Reading the National League previews in the local and national papers, following the tone on social media and listening GAA podcasts, I was astounded by how many were putting Mayo so far down the pecking order.
Dublin, Kerry (understandably), Derry (arguably) and Galway (hardly) were all being tipped as the top four. Some were claiming to this writer that Mayo would struggle to be in the top five.
Where the evidence for this theory lay I struggled to understand.
League champions last year. Achieved a massive feat in beating Kerry convincingly in the fortress that is Killarney. Beat Galway in a do-or-die championship match, not for the first time in recent years. One score away from what could have been a different second half outcome against the eventual All-Ireland champions.
The ceiling was high.
But yes, the fluctuation was also great. Roscommon defeat, Louth drab, Cork defeat and the aforementioned second half in the All-Ireland quarter-final.
Poor stuff, admittedly, but the peak level should be more of a barometer than the dip if you’re looking at it from a glass-half-full perspective.
The point is, the pessimistic outlook on the team was strange.
This isn’t an argument that Mayo are at the level of Dublin or Kerry. Not quite yet. But to say they are off the rest is groupthink.
Nowadays it’s dangerous territory to praise a Mayo performance. If you venture too close in your appraisal to praise you’ll be accused of being a fanatic and getting carried away.
The apprehension is somewhat understandable, but it shouldn’t cloud judgement on good performances.

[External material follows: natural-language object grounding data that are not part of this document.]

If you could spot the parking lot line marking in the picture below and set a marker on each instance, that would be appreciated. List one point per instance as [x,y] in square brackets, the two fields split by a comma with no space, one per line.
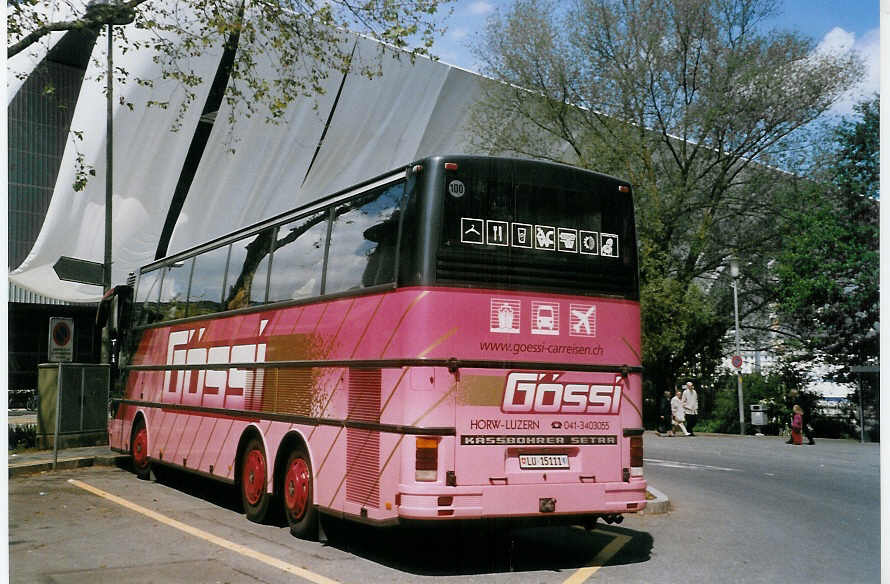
[606,554]
[199,533]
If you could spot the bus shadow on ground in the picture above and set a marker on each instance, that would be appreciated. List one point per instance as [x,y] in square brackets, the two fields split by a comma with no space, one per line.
[469,548]
[472,549]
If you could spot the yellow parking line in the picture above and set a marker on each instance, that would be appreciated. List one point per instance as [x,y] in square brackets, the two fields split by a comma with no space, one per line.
[199,533]
[601,558]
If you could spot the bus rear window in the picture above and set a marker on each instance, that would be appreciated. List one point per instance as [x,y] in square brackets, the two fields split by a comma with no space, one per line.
[569,231]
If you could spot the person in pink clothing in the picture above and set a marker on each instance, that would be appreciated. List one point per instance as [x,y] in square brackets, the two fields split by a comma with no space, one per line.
[797,425]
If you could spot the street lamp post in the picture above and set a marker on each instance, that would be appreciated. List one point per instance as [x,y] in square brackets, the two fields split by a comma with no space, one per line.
[734,272]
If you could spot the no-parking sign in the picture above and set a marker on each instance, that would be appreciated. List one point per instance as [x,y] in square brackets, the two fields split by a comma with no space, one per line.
[61,339]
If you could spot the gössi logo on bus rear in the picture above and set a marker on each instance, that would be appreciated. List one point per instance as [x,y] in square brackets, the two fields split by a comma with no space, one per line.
[544,393]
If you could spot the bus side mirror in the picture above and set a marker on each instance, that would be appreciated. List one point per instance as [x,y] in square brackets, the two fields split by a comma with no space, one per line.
[114,310]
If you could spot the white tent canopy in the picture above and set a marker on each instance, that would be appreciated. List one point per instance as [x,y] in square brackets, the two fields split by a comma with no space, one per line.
[411,111]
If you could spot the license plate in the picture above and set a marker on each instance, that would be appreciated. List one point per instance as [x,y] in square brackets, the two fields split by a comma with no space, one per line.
[533,461]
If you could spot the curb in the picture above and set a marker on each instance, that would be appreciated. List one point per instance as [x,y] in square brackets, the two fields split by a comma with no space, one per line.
[660,504]
[26,468]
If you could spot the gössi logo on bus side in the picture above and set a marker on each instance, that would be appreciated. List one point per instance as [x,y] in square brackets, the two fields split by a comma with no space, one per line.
[544,393]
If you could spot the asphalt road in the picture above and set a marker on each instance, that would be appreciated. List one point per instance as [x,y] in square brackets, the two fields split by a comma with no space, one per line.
[744,509]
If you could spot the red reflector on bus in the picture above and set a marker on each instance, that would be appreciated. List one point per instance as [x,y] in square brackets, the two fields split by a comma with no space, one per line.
[426,463]
[636,451]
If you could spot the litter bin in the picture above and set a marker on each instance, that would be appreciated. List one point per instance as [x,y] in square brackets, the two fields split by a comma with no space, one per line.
[758,415]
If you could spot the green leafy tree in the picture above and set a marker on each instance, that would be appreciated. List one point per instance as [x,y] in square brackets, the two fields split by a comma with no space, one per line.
[688,99]
[828,267]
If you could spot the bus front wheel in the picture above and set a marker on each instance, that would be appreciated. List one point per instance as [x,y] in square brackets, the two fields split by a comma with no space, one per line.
[253,481]
[297,495]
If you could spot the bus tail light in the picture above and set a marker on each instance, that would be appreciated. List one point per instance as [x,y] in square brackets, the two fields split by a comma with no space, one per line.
[426,467]
[636,456]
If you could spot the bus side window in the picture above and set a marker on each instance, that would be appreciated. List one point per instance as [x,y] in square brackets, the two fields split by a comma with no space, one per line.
[363,240]
[205,293]
[174,289]
[248,270]
[146,306]
[298,259]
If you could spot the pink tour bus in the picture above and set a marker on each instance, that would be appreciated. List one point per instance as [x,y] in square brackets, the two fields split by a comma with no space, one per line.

Because the last two weeks should be enough evidence to suggest that Mayo are certainly nowhere near as low on the ladder as people were suggesting before the Galway match.
Yes, Galway were brutal.
But Mayo played some smart football and managed the game and the conditions well. They showed in Pearse Stadium that their running game still is the strongest weapon in their arsenal.
Last Saturday night under the bright lights in MacHale Park was a different kettle of fish.

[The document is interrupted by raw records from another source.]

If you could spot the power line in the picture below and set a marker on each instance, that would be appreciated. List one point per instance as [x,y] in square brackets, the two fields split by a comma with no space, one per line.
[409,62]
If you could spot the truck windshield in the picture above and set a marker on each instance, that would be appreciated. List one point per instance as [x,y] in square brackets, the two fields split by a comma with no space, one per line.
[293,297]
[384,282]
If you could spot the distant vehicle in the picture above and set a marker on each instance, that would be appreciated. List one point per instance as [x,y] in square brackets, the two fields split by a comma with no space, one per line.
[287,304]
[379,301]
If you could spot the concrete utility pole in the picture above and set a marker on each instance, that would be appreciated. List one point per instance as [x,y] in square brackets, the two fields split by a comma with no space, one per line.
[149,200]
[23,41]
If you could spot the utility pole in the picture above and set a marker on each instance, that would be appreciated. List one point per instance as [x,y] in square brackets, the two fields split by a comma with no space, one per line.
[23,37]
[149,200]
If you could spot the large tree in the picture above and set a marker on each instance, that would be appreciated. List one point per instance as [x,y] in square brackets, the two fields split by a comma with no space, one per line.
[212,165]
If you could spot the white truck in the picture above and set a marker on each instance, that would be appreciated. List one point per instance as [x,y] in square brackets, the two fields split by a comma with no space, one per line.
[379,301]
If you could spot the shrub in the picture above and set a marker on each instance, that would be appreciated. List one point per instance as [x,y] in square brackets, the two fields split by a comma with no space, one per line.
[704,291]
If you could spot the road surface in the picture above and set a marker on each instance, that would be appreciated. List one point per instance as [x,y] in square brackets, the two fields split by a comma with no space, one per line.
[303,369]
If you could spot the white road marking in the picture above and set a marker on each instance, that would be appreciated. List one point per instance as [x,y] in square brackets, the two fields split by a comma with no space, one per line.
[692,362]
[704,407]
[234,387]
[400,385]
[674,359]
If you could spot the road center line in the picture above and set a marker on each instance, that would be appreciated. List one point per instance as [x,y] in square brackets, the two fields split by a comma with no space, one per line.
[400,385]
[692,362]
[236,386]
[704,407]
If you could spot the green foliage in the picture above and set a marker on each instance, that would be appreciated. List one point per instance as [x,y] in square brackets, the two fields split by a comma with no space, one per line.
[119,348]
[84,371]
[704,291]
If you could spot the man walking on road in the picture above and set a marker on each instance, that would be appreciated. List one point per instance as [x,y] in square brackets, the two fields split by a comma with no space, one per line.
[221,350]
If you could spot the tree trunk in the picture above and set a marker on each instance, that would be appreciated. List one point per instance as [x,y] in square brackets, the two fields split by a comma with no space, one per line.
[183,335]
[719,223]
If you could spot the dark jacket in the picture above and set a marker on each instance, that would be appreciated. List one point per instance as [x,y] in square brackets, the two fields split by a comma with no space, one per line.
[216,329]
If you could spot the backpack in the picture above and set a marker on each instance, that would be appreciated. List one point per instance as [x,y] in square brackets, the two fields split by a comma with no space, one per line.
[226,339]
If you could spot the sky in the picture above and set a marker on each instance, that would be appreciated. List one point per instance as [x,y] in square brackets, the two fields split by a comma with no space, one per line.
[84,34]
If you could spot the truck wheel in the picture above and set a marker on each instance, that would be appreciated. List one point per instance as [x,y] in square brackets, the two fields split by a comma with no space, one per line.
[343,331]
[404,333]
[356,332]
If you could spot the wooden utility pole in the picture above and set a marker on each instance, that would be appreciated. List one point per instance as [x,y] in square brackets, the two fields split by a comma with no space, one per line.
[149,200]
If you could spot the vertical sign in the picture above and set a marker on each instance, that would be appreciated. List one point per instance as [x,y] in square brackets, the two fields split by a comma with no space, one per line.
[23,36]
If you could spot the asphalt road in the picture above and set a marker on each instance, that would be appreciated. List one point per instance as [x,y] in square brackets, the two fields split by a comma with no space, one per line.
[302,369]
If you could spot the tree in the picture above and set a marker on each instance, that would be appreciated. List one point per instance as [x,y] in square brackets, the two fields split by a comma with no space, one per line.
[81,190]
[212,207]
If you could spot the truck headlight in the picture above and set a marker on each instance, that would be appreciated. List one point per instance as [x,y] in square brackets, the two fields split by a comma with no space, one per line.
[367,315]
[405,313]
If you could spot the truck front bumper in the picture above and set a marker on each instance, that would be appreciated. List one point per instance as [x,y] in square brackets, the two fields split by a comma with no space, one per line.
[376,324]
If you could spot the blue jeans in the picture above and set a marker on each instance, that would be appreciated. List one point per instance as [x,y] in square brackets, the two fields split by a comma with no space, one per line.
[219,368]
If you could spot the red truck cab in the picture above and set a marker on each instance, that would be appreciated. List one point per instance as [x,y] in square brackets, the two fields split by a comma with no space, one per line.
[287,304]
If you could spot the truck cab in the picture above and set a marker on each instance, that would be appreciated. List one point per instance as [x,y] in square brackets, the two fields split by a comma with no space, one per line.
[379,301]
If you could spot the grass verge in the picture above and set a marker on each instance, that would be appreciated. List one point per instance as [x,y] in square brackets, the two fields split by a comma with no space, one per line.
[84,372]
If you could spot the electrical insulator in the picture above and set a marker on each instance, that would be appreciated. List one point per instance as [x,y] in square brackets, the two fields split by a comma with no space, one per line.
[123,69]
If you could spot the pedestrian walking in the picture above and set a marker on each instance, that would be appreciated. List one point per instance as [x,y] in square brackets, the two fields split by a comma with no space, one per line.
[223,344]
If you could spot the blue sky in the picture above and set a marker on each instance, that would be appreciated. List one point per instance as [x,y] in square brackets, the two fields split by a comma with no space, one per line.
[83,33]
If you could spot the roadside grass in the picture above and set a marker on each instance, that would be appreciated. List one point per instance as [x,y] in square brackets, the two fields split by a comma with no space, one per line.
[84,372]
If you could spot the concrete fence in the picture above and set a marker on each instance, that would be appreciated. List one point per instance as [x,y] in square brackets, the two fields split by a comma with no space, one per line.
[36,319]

Kevin McStay’s side played a lot of the game on the backfoot. For the early stages of both halves they cut a frustrated side that struggled to break down Dublin’s defence.

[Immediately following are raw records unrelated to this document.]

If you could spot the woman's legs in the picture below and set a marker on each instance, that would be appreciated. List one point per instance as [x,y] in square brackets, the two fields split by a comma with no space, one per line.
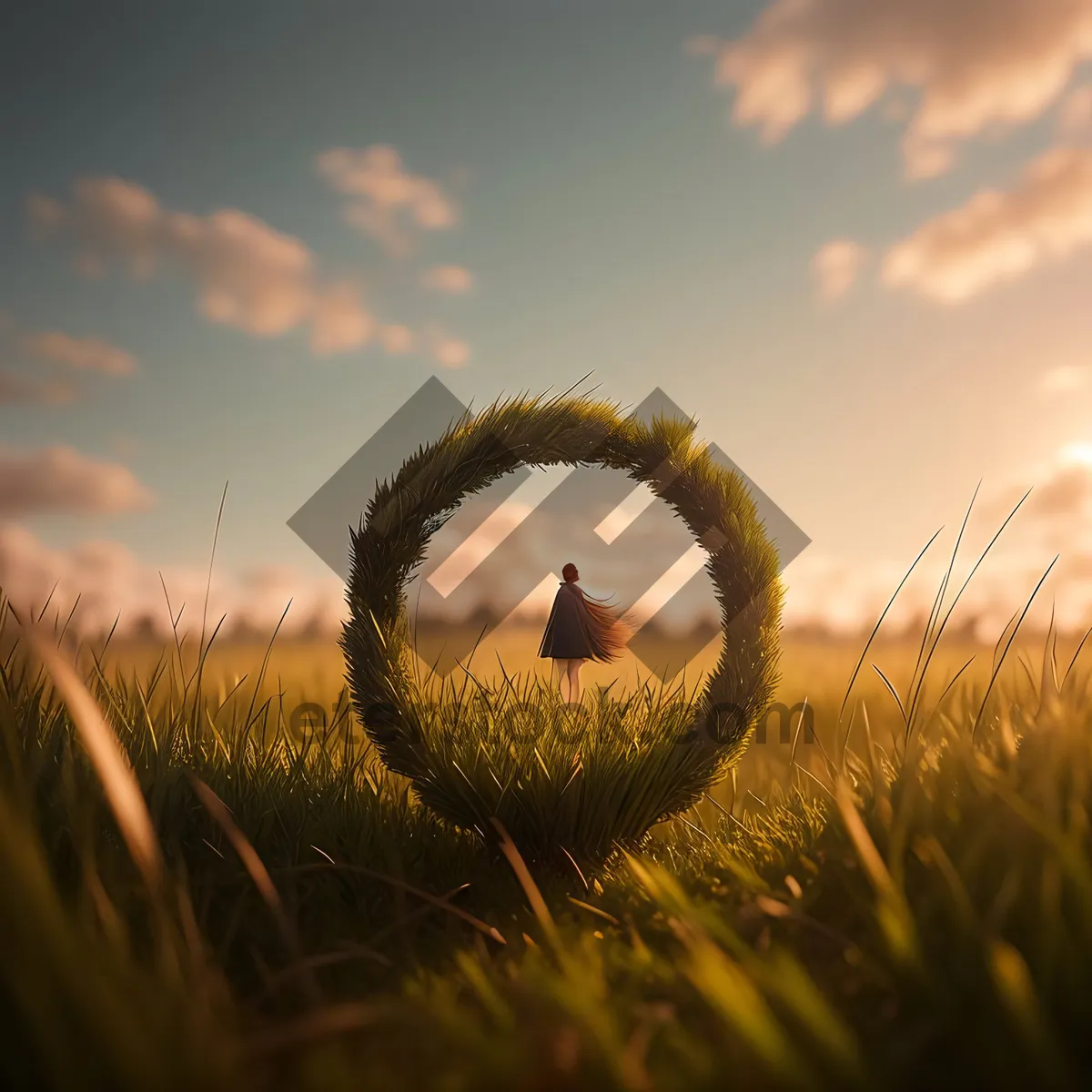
[562,674]
[573,672]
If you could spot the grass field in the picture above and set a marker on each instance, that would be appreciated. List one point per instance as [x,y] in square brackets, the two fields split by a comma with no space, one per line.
[882,906]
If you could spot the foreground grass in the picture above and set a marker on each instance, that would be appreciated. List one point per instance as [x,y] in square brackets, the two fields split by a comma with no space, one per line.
[905,906]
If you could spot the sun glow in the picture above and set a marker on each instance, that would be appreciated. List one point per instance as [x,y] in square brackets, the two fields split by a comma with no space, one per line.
[1078,453]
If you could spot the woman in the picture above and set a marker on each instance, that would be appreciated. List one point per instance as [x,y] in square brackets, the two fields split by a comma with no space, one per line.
[581,628]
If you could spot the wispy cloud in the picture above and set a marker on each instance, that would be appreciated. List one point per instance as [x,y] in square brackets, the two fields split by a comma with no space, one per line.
[999,235]
[248,274]
[976,66]
[386,200]
[449,278]
[53,392]
[83,354]
[835,268]
[1075,115]
[60,480]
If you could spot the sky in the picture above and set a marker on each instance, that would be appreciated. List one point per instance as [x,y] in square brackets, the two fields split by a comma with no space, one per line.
[852,238]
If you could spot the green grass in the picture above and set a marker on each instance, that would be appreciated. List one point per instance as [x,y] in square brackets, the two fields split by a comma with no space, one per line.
[895,905]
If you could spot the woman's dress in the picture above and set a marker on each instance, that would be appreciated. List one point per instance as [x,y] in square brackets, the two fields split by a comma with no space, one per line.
[580,629]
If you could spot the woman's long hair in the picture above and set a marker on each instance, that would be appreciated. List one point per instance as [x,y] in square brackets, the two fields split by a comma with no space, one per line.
[611,629]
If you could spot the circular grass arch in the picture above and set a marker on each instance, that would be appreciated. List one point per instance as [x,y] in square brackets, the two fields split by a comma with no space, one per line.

The All-Ireland champions came to Castlebar with a gameplan to beat Mayo. They weren’t going to push up aggressively and were more comfortable inviting Mayo on.
It was working brilliantly for 25 minutes of the first half, where they frustrated Mayo into lateral football and poor turnovers before punishing on the break.
But when a bit of chaos ensued toward the end of the first half Mayo made hay.
Likewise in the second half, when the game opened up, Dublin lost their shape and Mayo found a way into the game.
Rather fortunately, albeit. Coen’s goal should have been dealt with, and neither should Ryan O’Donoghue have been allowed use all his cuteness to win that late free, before catching out a completely unfocused Dublin defence to find Fergal Boland who kicked the winner.
It’s two wins from two for Mayo which should give them a safety net to being more experimental with players for the rest of the campaign.
Championship is a different beast, but you can’t beat the winning feeling no matter how great or minute the circumstances.
Boland’s Back
SPEAKING of that man, Fergal Boland’s decision to not emigrate to Australia is paying off.
Although not as impactful on the overall game as last week, the Aghamore man kicked an excellent winning point under pressure.
It’s both a good and a bad thing for the Mayo management.
Good in that they’ve rediscovered a player who clearly still has so much to give to Mayo. Bad in that their decision to drop him last year is now heavily under the microscope.
It was bizarre call.
Particularly when you consider the timing of it; before pre-season training ever really got going. Coupled with the fact he was consistently one of the club championship’s best forwards in the years pre-ceding the call and widely accepted as being much better than a large part of the extended panel members.
The decision to call him back this year comes off the back of a quiet club championship from Boland. So, by that theory the management team have accepted they might have made a mistake last year.
McStay refused to confirm or deny that theory when it was rightly put to him by Oisin McGovern of this parish last Saturday night in Castlebar.
McStay’s right to silence might be interpreted as the loudest admission of error.
That unspoken mistake could yet blossom to a stroke of genius.